Today is Dad’s birthday. The ache of missing him competes with all the memories, the laughter, the certainty that no matter what–he was always there for me.
Of course, in the way of children, I wish the way he’d been there for me had fallen more in line with MY wishes.
And that’s how it is with kids. They think the world revolves around them, that they should always be the first thing their parents think about when they wake in the morning and the last image they see before falling asleep at night. For the most part, parents do just that.
The reason parents don’t put their kids first all the time is because they’re not perfect. They have blind spots. Their own hopes and wishes. Histories and secrets they don’t share. Stuff they wouldn’t ever consider sharing with their children because they want to protect and keep them safe. Even if it puts them in a bad light.
I look back on my relationship with my father as having occurred in three distinct phases. The first was that of a child and it was the longest period, ending when my mother died 22 years ago. Until then, he was the autocratic parent and even though I was 42-years-old when my mother passed away (Dad was 68), I believe he still saw me as a child who needed his guidance.
Without my mother serving as a buffer, Dad and I found ourselves on new footing–more as friends, I think.

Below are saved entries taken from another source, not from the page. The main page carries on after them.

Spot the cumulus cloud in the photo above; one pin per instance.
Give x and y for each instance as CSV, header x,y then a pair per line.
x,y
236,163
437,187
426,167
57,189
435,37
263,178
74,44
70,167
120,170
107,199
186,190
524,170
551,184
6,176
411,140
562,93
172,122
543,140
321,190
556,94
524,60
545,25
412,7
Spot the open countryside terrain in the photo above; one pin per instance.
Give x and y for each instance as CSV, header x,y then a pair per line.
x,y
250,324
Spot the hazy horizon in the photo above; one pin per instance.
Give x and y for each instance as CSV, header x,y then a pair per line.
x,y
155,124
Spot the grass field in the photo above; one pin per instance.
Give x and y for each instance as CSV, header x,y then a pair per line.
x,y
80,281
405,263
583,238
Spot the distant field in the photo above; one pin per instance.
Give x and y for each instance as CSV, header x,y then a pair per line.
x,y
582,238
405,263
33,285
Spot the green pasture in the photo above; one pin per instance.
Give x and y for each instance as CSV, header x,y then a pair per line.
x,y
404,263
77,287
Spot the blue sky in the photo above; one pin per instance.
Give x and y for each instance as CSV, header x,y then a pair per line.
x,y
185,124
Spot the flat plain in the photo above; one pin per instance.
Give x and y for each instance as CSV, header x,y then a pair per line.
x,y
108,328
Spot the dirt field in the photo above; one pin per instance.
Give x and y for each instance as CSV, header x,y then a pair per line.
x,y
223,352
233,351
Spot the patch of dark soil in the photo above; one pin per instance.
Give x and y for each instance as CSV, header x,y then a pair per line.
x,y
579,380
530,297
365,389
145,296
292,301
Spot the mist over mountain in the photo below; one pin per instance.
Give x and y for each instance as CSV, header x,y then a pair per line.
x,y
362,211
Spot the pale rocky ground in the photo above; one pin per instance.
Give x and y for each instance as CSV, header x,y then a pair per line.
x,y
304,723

We both missed Mom so much we wound up filling some of that void in each other. I saw more of his softer, vulnerable side as he learned to reach out to others after he lost his best friend.
Dad underwent bypass surgery at age 79 and that event, more than anything, reshaped and redefined our relationship. Not only did that experience alter much of his perspective on life, it altered mine. He learned that he could trust me to put him and his welfare first. I learned things about Dad that I’d never known: Events that happened to him as a small child. How the influence of his parents affected him. What monsters slept beneath his bed.
My life was never the same after that 10-day period I spent nursing him back to good health. For a short time, while I listened to him ramble, and cry, and share some of his innermost secrets, I was able to view life through the lenses of his glasses.
Without asking a single question, I simply listened and reached the perfect understanding about what had prompted him to be the person he was, why he’d behaved and spoken as he had, and how he–like me–was the child of his parents. The child of unfulfilled hopes, realized dreams … and fears. The child who’d wished his parents had been different but who loved them anyway.
That’s the thing about perspectives. They’re different. They originate from different places and angle themselves in different directions.
But perspectives don’t change the fact that regardless of who we are, where we come from, and what hurts us–we’re all much more alike than we are different.
Happy Birthday, Dad. I miss you, but I love you more.